The undercover project, known as "Fast and Furious" and primarily based out of Arizona, was meant to track down deadly drug cartels in Mexico by following U.S. shipments of government-supplied guns.

Cornyn, in an exclusive interview with CBS 11, said he feels certain guns bought in Houston are linked to the "Fast and Furious" operation. And that makes him suspicious of the weapon purchased at the Fort Worth gun show.

"All of this causes me to ask more questions. And the problem is we just don't seem to be getting the cooperation that we need from Congress, the Attorney General (Eric Holder Jr.) or the Bureau of Alcohol, Tobacco and Firearms ... to get to the bottom of this," Cornyn said.

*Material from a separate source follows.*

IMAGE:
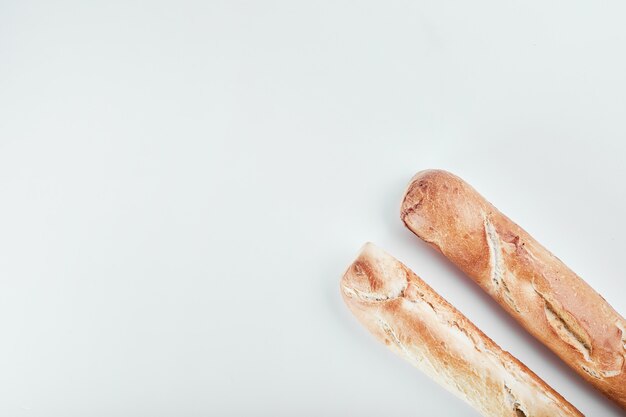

Federal records obtained by CBS 11 show that only a month after Otilio Osorio purchased the assault weapon in Fort Worth, he and his brother Ranferi delivered a load of 40 guns to a government informant in a store parking lot in Lancaster, east of Dallas.

ATF agents were watching and recording, but let the Osorio brothers drive off after the exchange was complete, the reports say.

Agent Tom Crowley, spokesman for the ATF in North Texas, told CBS 11 there was good reason for letting the gun traffickers drive away, at least initially.

"There was a stop, but it was also a part of another federal law enforcement operation ... by taking them down and arresting them at that time would have possibly jeopardized that investigation," Crowley said.

"None of the tactics used in this investigation were anything similar to what was used in Arizona's Fast and Furious, including intentionally walking firearms across the border," he added.

Otilio and Ranferi Osorio have since been arrested and have pleaded guilty to gun crimes in a federal court in Dallas.

Meanwhile, Jim Terrell, the gun dealer, said he feels bad but not responsible, for the path the Romanian assault weapon took after it left his hands.

"We always strive to go above and beyond in our screening process of people who buy firearms," said Terrell. "We sell them to the good people. We don't want the bad people to have them –– ever!"